No apagar das luzes do governo Lula, o ministro da Educação, Fernando Haddad, homologou a recomendação do Conselho Nacional de Educação (CNE) que acaba com a reprovação nos três primeiros anos do ensino fundamental e cria o Ciclo de Alfabetização e Letramento.
Já a partir deste semestre, gestores de todas as escolas do Brasil podem decidir se continuam com o sistema seriado, mantendo a possibilidade de reprovação, ou se adotam a recomendação. A medida foi tomada, segundo a secretária de Educação Básica do Ministério da Educação (MEC), Maria do Pilar Lacerda, a partir da constatação de que muitas crianças são reprovadas no primeiro ano:
- Tivemos um índice de aprovação de 94,9%, em 2009, o que nos mostra que, de cada cem crianças, cinco ainda são reprovadas logo que ingressam na escola. Pesquisas apontam que, se o aluno é reprovado, dificilmente terá sucesso. A recomendação, que não é lei, é para garantir que todas as crianças estejam alfabetizadas até os oito anos.
O Brasil tem, de acordo com o Instituto Nacional de Estudos e Pesquisas Educacionais (Inep), 31 milhões de alunos no ensino fundamental. Desses, quase dez milhões estão nos três primeiros anos. No entanto, pouco mais de dois milhões têm mais de cinco horas de aula por dia.
Polêmica, a aprovação automática divide educadores. Professor da USP, Ocimar Alavarsi, que já foi coordenador pedagógico da rede municipal de São Paulo, de 1995 a 2008, acredita que a "reprovação no ensino fundamental devia ser zero":
- Mais de 70 mil foram reprovados no primeiro ano em 2008, e isso não tem paralelo com outro país. A evasão escolar também é alta. Então, a recomendação é um avanço. Crianças devem ficar nove anos na escola, e o desafio é descobrir o que devemos fazer para que elas aprendam. Mesmo incompleta, já que o CNE não diz como as crianças devem ser acompanhadas, a recomendação abre o debate.
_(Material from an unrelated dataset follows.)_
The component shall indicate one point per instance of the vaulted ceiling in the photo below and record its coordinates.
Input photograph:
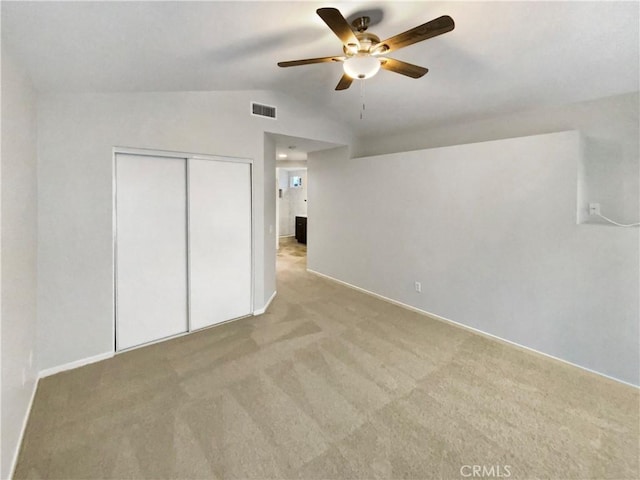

Para Susana Gutierrez, uma das coordenadoras do Sindicato Estadual dos Profissionais de Educação do Rio (Sepe), a recomendação é "boa na teoria".
- Não segmentar o processo de alfabetização e acompanhar cada uma das crianças é bom. Mas, na prática, escolas têm salas superlotadas, muitas aulas de reforço são dadas por voluntários, professores têm pouquíssimo tempo para planejar as aulas e as condições de trabalho são ruins. A sensação é que as propostas não são feitas por quem conhece o dia a dia das redes - diz Susana.
- Mudar a forma de avaliar, sem permitir que um trabalho de qualidade seja feito, é um desrespeito.
Desde 2009, as crianças matriculadas na rede municipal do Rio de Janeiro já convivem com o que o CNE acaba de recomendar. Os alunos dos três primeiros anos são reprovados apenas ao final do terceiro ano.
No entanto, em 2007, o então prefeito Cesar Maia assinou decreto instaurando a progressão automática nos nove anos do ensino fundamental, dividindo o período em três ciclos. Em 2009, foram encontrados 13 mil alunos do 4 º e 5 º anos que precisavam ser realfabetizados, e outros 17 mil do 6º ano que também eram analfabetos funcionais.
- Crianças se alfabetizam em idades diferentes e achamos prudente manter a não reprovação no 1º ciclo - diz Claudia Costin, secretária municipal de Educação, que concorda com a decisão do CNE, mas faz um alerta:
- Não pode ser interpretada como algo que leve os professores a retardar o processo de alfabetização nas escolas públicas. Se for assim, o apartheid educacional aumenta. Cabe aos gestores não permitir que a medida prejudique os alunos.